Jasper wanted to scream. Why couldn’t he have been born gullible? Why were his shoulders a custom-fitted resting place for the burden of cynical reality? Where others saw an inspirational story, he correctly saw bullshit. Why couldn’t everyone realize what a con this was?
On the computer screen, the music video began with a song titled “Saving You Saved Me.” A CGI dolphin was lying asleep in a hospital bed with gauze across its head and several IVs coming out of its left flipper; the camera panned out to reveal the dolphin in the operating theater of a large hospital, with surgical staff moving around its bed. The opening bars of music played and Jasper recognized them as a tune he’d often heard playing over the loudspeakers in the Oceanarium food court; he’d never listened to the lyrics, though, or imagined that any top 40 song had to do with dolphins. Especially not from an artist pretending to be him.
In the video, the Dolphin Savior entered wearing surgical gear, except the top of his scrubs was more like an open vest that he was bare-chested beneath, and oiled. He began singing a dramatic ballad as he put on a headlamp and approached the bed, holding out his hand to receive a scalpel.
“He’s not going to put on gloves first?” Jasper asked.

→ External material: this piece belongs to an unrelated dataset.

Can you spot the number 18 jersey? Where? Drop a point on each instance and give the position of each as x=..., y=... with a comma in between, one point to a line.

Offscreen, a fan was blowing DS’s hair back off his shoulders in a way that made it easy to imagine what he’d look like riding a very fast horse.
Dolphin Savior then cut a long slit down the chest of the dolphin, and when he opened it, a glowing heart made of red crystal was inside. He reached in, removed it, and held it up to the light—there, in the center of the heart, was an image of him holding the dolphin in his arms.
“For Christ’s sake!” Jasper exclaimed. He felt his face bloom red with malice as the song reached the chorus. The singer and the dolphin were flying through white clouds together, riding a gigantic life preserver magic carpet–style.
This guy, this Dolphin Savior, used Jasper’s dolphin rescue to springboard his singing career into a hit song, and now he was going to have Bella learn a special performance for his concert? They were probably going to let him don a wet suit and enter the water with her, do the photo opportunity from the aquatic-show routine where a member of the audience comes up and a dolphin is signaled to put its nose against the person’s cheek while the camera flashes.